臼杵 臼杵の場合、食や農業、環境を総合的に「うすき暮らし」としてブランド化を図っている。
宇佐 宇佐は目玉事業こそないが、細かく多くの支援事業を展開している。地域主体で空き家バンクの登録も進めるなど、官民一体で取り組んでいる。
佐伯 佐伯は昨年度、地域振興課内に移住・定住係を新設した。移住者受け入れに力を入れ始めた。
竹田 2010年ごろから「農村回帰」を掲げ、移住者や地域おこし協力隊を積極的に受け入れている。
中津 中津は地域主導で受け入れている。中でも下郷地区が突出している。
【移住者によって地域が変化したケースは】
中津 その下郷地区で発行する地域紙「雲与橋」だが、効果の一つは、地元の人が地域に誇りを感じるようになったこと。当たり前と思っていた暮らしが、外の人からすてきだと言われるのはうれしいようだ。
竹田 移住者によって城下町におしゃれなレストランや花店、パン店などが創業され、町に活気が出ている。訪日客も含め、観光客をうまく取り込んでいる。
豊後高田 田染や香々地では移住者の受け入れが進み、子育て世代が地域のイベントにも積極的に携わっている。田染小学校は児童数が増加し、移住者が多くを占めている。
臼杵 移住者が中心になって受け入れや相談会を開く移住者連絡会を設立した。移住者が手掛けるイベントも活発だ。
宇佐 院内町高並地区では、移住者の受け入れを機に、地域が移住に寛容になった。夏祭りで移住者を紹介したり、一緒にブランド米を売り出したり、新しい動きが起きている。
【移住者受け入れの課題は何だろうか】
豊後高田 移住者への息の長い支援と、移住者・住民との橋渡し役が必要。孤立すれば定住しない。
宇佐 移住者がいかに地域に解け合うかが鍵。住宅や仕事は何とかなっても人や地域との相性は難しい。

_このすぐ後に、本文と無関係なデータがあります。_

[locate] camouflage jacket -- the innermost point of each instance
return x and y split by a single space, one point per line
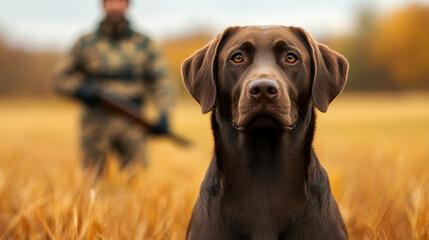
118 60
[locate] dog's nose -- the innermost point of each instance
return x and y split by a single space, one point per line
264 89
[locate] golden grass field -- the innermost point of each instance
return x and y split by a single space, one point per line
375 148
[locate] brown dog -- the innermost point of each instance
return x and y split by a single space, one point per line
264 180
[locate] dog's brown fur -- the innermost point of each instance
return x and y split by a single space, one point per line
265 181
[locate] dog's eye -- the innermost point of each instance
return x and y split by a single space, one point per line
237 58
291 58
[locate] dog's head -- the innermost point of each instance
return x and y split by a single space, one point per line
260 75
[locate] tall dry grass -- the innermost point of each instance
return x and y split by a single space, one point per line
374 147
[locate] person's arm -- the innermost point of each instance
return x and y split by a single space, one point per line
70 80
159 86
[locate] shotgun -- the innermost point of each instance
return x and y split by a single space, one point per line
131 110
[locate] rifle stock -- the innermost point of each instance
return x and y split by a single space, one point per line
132 111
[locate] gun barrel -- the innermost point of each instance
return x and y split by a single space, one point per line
132 111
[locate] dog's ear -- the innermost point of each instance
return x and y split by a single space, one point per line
199 72
329 72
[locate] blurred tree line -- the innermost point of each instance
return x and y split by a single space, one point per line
388 52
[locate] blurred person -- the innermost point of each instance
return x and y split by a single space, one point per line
119 60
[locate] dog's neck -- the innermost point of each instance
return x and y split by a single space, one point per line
264 156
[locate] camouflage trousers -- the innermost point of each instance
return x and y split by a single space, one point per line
103 132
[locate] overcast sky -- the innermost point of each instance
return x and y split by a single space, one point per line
57 24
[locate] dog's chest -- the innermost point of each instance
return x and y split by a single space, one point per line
262 213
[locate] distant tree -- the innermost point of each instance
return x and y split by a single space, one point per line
399 44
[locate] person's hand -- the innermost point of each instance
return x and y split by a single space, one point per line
161 127
87 93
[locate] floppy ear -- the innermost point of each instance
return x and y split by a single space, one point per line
329 72
199 72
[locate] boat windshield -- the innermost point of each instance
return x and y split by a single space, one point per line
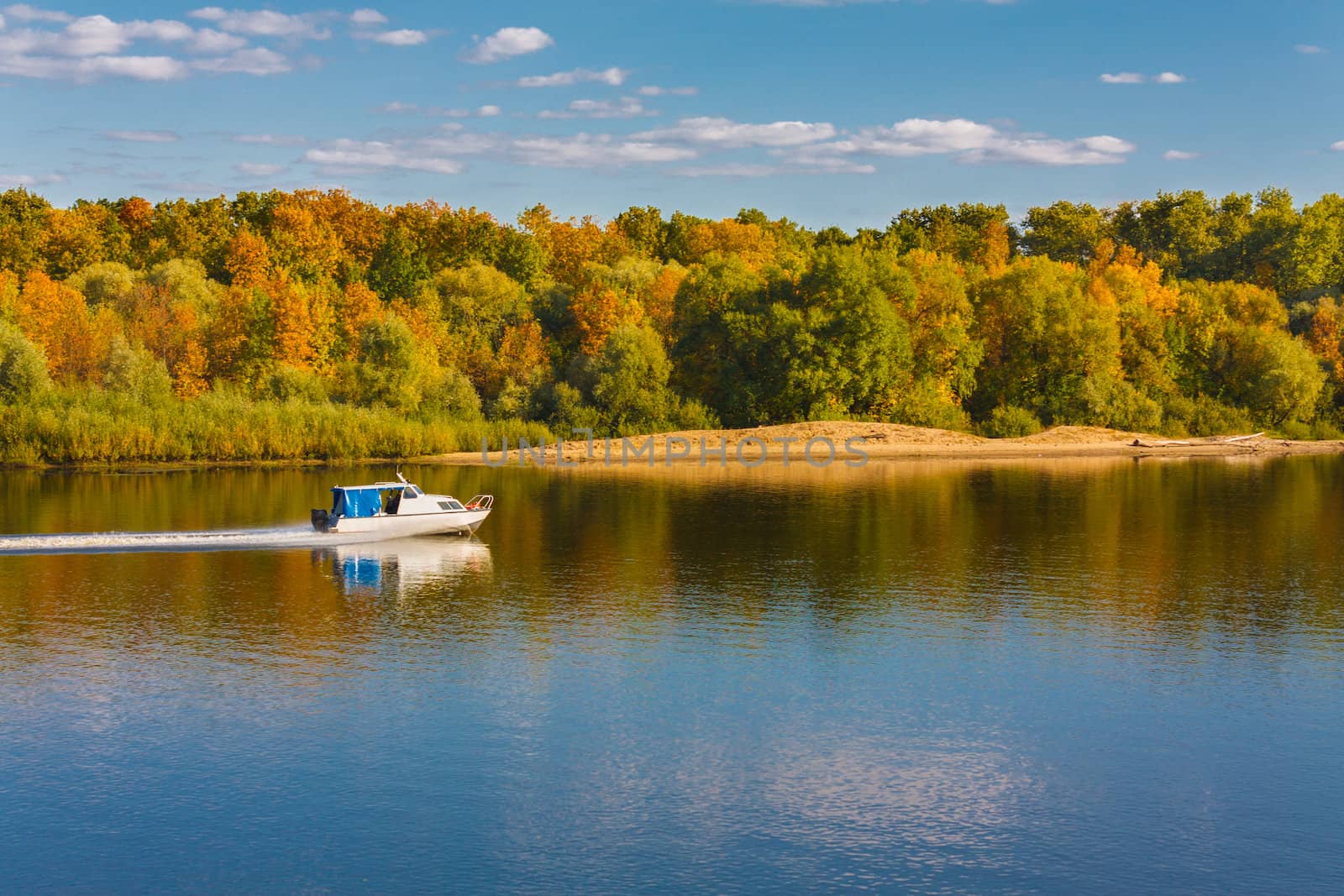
356 501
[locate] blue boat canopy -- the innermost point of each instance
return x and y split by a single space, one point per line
362 500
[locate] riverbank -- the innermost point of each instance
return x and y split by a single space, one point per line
855 443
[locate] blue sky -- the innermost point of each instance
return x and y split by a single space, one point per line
826 112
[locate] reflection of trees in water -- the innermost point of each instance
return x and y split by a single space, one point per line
1175 550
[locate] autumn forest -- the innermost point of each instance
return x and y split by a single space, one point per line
315 325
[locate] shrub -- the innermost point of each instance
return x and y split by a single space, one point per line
1010 422
24 367
1210 417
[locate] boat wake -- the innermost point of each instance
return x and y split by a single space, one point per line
299 537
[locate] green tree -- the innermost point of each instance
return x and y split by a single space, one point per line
24 367
631 382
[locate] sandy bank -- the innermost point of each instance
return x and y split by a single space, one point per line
855 443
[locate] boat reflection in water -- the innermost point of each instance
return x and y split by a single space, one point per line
403 564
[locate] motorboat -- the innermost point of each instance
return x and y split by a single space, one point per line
400 510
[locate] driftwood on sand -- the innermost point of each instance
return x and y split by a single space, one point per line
1176 443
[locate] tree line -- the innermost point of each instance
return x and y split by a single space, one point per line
1180 315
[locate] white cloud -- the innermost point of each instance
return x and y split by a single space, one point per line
24 13
507 43
367 18
355 155
270 140
266 23
593 150
259 168
732 134
654 90
94 67
622 107
445 154
738 170
396 107
92 47
144 136
215 42
967 141
613 76
398 38
259 60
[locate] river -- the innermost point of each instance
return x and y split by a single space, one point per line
1112 676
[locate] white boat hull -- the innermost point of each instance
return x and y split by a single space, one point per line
412 524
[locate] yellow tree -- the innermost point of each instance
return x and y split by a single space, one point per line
292 322
55 317
358 307
598 311
248 259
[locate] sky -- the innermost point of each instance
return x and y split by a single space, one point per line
827 112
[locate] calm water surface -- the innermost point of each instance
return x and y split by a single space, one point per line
1105 676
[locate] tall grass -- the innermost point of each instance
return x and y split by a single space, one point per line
92 426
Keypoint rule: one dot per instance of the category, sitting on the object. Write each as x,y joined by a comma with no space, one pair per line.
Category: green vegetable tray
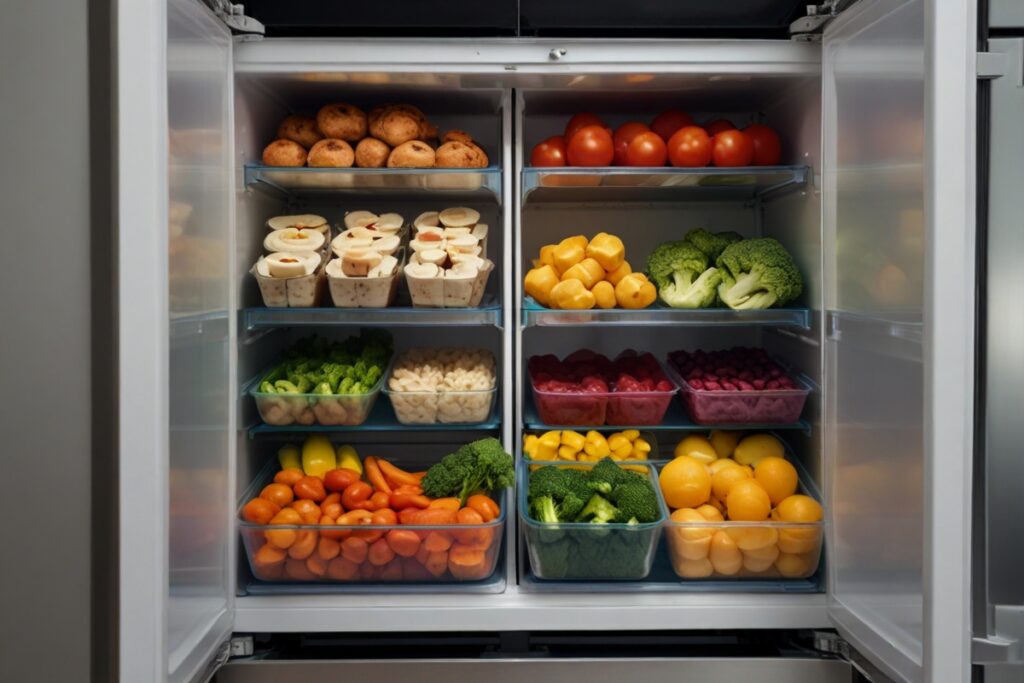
582,551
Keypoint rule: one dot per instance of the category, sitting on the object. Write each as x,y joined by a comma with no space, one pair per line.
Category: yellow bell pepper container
606,250
572,439
614,275
604,294
540,282
570,294
568,253
597,445
634,291
587,271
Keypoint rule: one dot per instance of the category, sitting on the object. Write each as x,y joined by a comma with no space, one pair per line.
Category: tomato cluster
672,137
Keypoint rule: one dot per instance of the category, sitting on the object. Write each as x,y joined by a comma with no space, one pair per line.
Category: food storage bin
581,551
314,409
304,553
367,292
738,408
301,292
745,550
450,293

臼杵 マッチングかな。移住者の描く理想と現実の落差がないよう、情報の擦り合わせや受け入れ側の情報発信、移住希望者のニーズの把握が欠かせない。
佐伯 若者を呼び込むには働き場が不足している。
中津 空き家情報のさらなる掘り起こし。移住を歓迎する気持ちの醸成も必要。
竹田 地域の活動や祭りなど、濃くなる人間関係へどう配慮できるかだろう。